What are the tax avoidance strategies for corporations? ›

How do profitable corporations get away with paying no U.S. income tax? Their most lucrative (and perfectly legal) tax avoidance strategies include accelerated depreciation, the offshoring of profits, generous deductions for appreciated employee stock options, and tax credits.

Is tax aggressiveness an indicator of earnings management? ›

Tax aggressiveness indicates that companies with low tax rates have an indication of high tax aggressiveness and this is possible because of the earnings management.

What do measures of tax aggressiveness measure? ›

Tax Aggressiveness Measures

The firms' effective tax rate (ETR), defined as some measure of tax liability divided by income, has long been used in the literature as a measure of active tax planning. The book effective tax rate (BETR) is calculated as total book tax expense divided by pretax income.

What are the three taxes that influence behavior? ›

luxury tax—A tax paid on expensive goods and services considered by the government to be non-essential, such as luxury cars. sin tax—A tax on goods such as tobacco and alcohol that pose a danger to people's health. user tax—A tax that is paid directly by the consumer, or user, of a good, product, or service.

What are the 4 P's of corporate governance? ›

The Pillars of Corporate Governance

It's built on four pillars that we like to call the 4 P's: People, Processes, Performance, and Purpose.

What are the 4 pillars of corporate governance? ›

Every company has its principles, but the most common pillars in corporate governance are accountability, transparency, fairness and responsibility.

What are the four pillars of corporate governance? ›

The aim is to align as nearly as possible the interest of individuals, corporations and society.” There are four pillars for successful corporate governance.
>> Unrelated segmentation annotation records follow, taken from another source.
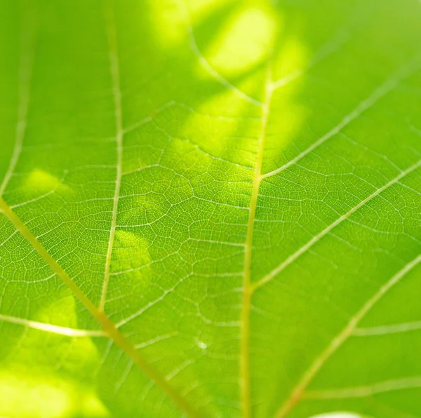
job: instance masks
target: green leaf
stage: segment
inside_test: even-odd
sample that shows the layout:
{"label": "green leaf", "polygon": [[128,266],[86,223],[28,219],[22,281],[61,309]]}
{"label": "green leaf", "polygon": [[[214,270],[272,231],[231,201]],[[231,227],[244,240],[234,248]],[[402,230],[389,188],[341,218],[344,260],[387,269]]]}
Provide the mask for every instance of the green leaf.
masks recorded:
{"label": "green leaf", "polygon": [[420,416],[419,1],[0,9],[0,415]]}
They are accountability, fairness, transparency and Independence.

What is tax planning in simple terms? ›

Tax planning is the analysis of a financial situation or plan to ensure that all elements work together to allow you to pay the lowest taxes possible. Considerations of tax planning include the timing of income, size, the timing of purchases, and planning for expenditures.

What is the difference between tax projection and tax planning? ›

Tax planning, on the other hand, goes further than tax projections by proactively seeking out strategies that can be applied to legally reduce taxes based on a person's life, business and any applicable regulatory requirements.
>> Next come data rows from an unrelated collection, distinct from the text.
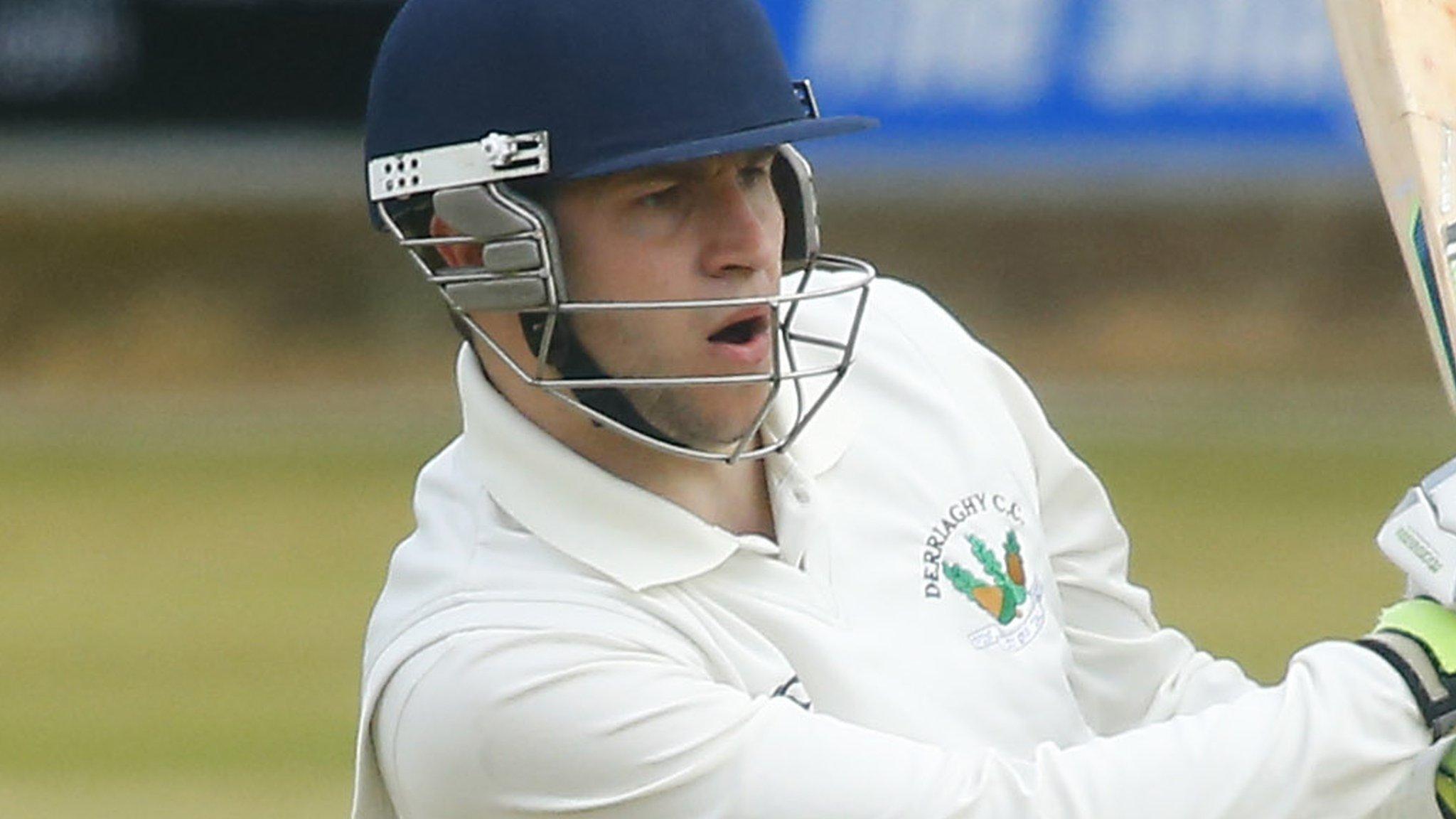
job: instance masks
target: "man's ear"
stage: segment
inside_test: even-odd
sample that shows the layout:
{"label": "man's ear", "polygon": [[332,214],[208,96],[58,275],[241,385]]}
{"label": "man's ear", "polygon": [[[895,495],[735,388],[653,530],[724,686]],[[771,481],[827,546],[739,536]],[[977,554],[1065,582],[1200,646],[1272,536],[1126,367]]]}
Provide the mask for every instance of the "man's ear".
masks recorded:
{"label": "man's ear", "polygon": [[[450,223],[438,216],[430,217],[430,235],[438,238],[459,236],[460,233],[450,227]],[[446,259],[450,267],[480,267],[480,243],[475,240],[464,240],[459,245],[440,245],[435,248],[440,258]]]}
What is proactive tax planning? ›

Proactive tax planning makes the most of new and existing tax law opportunities to help clients avoid triggering tax events in future years, such as: Sale of real estate or business assets. Inheritance of estate or retirement assets. Business M&A transactions.

What is an example of a regressive tax? ›

Though true regressive taxes are not used as income taxes, they are used as taxes on tobacco, alcohol, gasoline, jewelry, perfume, and travel. User fees often are considered regressive because they take a larger percentage of income from low-income groups than from high-income groups.